44A related concern for the future is the need for systematic data merging, warehousing, and access initiatives to address fragmentation of data for beneficiaries of public coverage that has been a by-product of initiatives aimed at reform. These changes include expansion of capitated Medicaid managed care programs, managed care carve-outs for specific services, such as behavioral health, and the advent of Medicare Part D. Under the Medicare Modernization Act (MMA; Pub. L. 108–173), on January 1, 2006, responsibility for prescription drug benefits for individuals dually eligible for Medicare and Medicaid was shifted from state Medicaid programs to privately-administered Medicare Prescription Drug Plans (PDPs). These individuals include elderly beneficiaries receiving Medicaid, as well as many persons with disabilities. Thus, future studies of prescription drug use and outcomes for elderly and disabled individuals reliant on publicly funded health coverage will need to access prescription drug claims data from the PDPs and merge them with other sources of data, such as Medicare Part A and B claims, and Medicaid claims for non-Medicare-covered services. Such studies will need to reintegrate now-fragmented data from multiple databases on the same individuals, while carefully protecting beneficiary confidentiality. Under MMA, PDPs provide claims-level data to the Centers for Medicare and Medicaid Services (CMS) that are used for tracking out-of-pocket costs and other purposes. These data have the potential to serve as the foundation for a powerful national research database on prescription drug use and outcomes by the elderly and disabled. However, by mid-2007, procedures for research access to Part D data were still a work in progress, and it may be a long and complex road to achieve their great research potential.

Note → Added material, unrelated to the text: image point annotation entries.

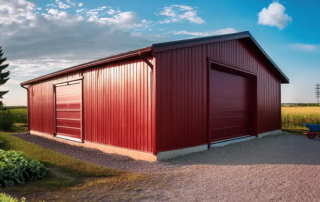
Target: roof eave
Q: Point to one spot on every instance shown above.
(160, 47)
(90, 64)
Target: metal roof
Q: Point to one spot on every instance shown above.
(159, 47)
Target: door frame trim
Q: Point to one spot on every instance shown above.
(70, 81)
(232, 69)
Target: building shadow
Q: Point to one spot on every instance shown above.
(289, 148)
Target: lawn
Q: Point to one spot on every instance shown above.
(19, 114)
(71, 179)
(294, 117)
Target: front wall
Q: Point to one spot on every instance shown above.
(182, 88)
(116, 104)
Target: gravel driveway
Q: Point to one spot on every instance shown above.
(274, 168)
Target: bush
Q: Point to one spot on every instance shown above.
(17, 168)
(7, 198)
(6, 120)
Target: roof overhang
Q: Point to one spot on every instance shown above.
(246, 36)
(91, 64)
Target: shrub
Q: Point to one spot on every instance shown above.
(6, 120)
(17, 168)
(7, 198)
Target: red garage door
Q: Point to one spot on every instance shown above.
(68, 111)
(229, 106)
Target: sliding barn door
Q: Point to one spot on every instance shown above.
(68, 107)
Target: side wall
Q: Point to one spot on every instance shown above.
(116, 105)
(182, 89)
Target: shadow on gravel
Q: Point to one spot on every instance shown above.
(289, 148)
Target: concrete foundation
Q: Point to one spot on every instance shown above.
(138, 155)
(275, 132)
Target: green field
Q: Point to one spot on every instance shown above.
(19, 114)
(294, 117)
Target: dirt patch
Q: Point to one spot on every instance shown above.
(274, 168)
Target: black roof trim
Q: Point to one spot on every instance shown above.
(159, 47)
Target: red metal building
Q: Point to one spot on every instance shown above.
(161, 101)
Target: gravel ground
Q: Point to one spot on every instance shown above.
(274, 168)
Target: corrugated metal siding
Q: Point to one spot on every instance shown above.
(182, 91)
(116, 105)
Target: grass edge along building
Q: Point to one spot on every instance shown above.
(161, 101)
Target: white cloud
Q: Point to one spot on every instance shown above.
(62, 5)
(304, 47)
(274, 15)
(51, 5)
(79, 10)
(53, 11)
(71, 3)
(40, 42)
(207, 33)
(179, 13)
(70, 36)
(16, 11)
(111, 12)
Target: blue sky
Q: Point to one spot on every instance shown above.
(43, 36)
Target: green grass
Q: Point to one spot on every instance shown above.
(55, 159)
(294, 117)
(19, 115)
(7, 198)
(71, 175)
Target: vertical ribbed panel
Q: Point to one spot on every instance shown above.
(182, 90)
(116, 105)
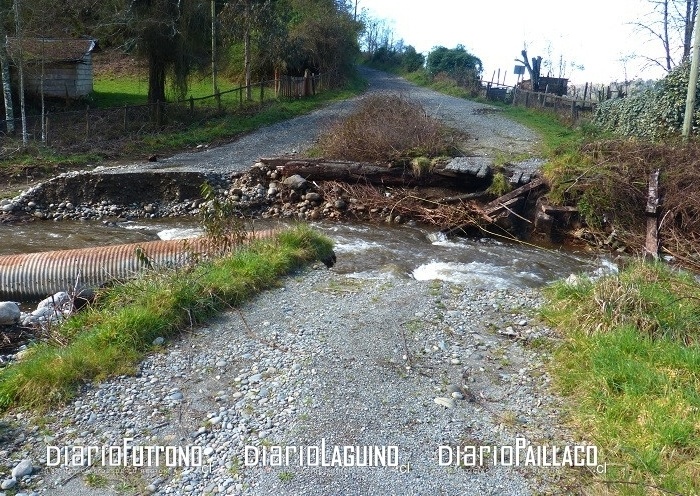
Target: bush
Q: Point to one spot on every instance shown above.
(388, 128)
(654, 114)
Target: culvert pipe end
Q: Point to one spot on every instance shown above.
(35, 275)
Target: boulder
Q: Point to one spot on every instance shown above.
(58, 300)
(9, 313)
(295, 182)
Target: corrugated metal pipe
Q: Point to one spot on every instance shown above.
(35, 275)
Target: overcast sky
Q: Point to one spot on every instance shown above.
(596, 34)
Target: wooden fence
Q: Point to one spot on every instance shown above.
(83, 129)
(572, 108)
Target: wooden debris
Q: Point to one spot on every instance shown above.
(531, 186)
(448, 175)
(651, 246)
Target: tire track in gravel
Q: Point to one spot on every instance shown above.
(357, 362)
(489, 132)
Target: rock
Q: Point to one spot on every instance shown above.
(454, 389)
(8, 484)
(22, 468)
(43, 312)
(295, 182)
(9, 313)
(446, 402)
(58, 300)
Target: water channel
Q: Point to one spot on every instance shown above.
(363, 250)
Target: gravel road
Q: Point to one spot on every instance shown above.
(412, 370)
(489, 132)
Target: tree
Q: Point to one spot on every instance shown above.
(5, 68)
(671, 22)
(457, 63)
(255, 23)
(323, 37)
(174, 36)
(532, 69)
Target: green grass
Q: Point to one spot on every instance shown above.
(631, 363)
(132, 91)
(111, 336)
(112, 91)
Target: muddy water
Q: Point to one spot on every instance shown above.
(363, 251)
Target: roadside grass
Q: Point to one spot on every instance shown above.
(42, 160)
(117, 91)
(114, 333)
(631, 364)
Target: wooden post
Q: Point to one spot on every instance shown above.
(277, 82)
(651, 248)
(307, 85)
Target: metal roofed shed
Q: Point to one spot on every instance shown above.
(67, 65)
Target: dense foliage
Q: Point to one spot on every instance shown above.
(175, 37)
(653, 114)
(398, 56)
(457, 63)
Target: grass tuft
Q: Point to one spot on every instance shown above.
(388, 128)
(631, 359)
(115, 333)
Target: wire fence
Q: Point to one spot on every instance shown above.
(565, 106)
(88, 128)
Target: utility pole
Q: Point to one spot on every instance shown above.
(20, 66)
(692, 84)
(213, 46)
(6, 82)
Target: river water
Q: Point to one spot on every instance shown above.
(363, 250)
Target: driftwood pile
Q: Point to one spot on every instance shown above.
(449, 196)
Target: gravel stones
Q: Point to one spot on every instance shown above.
(23, 468)
(9, 312)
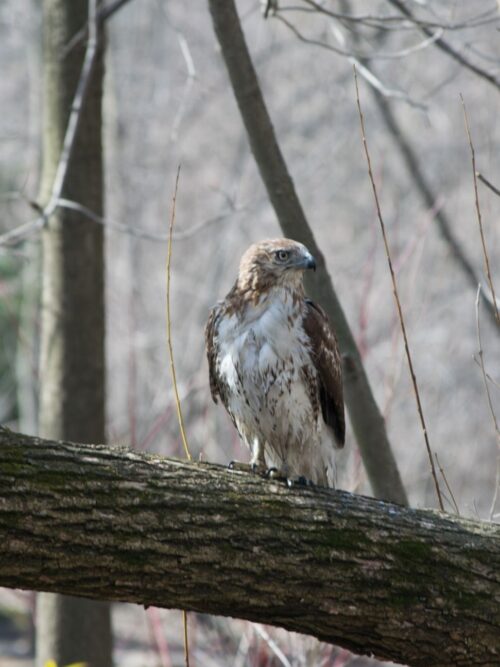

Although much more needs to be done, the existing body of work using Medicaid data to examine prescription drug use, although modest in volume, has already done much to demonstrate their power to address critical questions of prescription drug use and safety. For example, the Presidential New Freedom Commission on Mental Health made extensive use of Medicaid-based studies.
45 Given its growing financial costs ($315 billion in state and federal expenditures in 2005) and public health importance as the payer for almost 1 in 5 Americans, Medicaid is a chronic subject of intense policy debate,
46 and it is important that issues of utilization, quality and outcomes of care in Medicaid be adequately addressed with available data as a basis for rational discussion of policy choices. Medicaid data resources represent an important opportunity for needed studies in coming years. Further development of merged research datasets that link claims with other sources of clinical and outcome information; systematic efforts to support and disseminate validation studies; thoughtful exploitation of natural experiments; careful selection of research questions to draw on the data’s strengths while avoiding threats to validity; and further development of statistical and analytic methods to address potential sources of bias are among the tools that will help to realize this potential.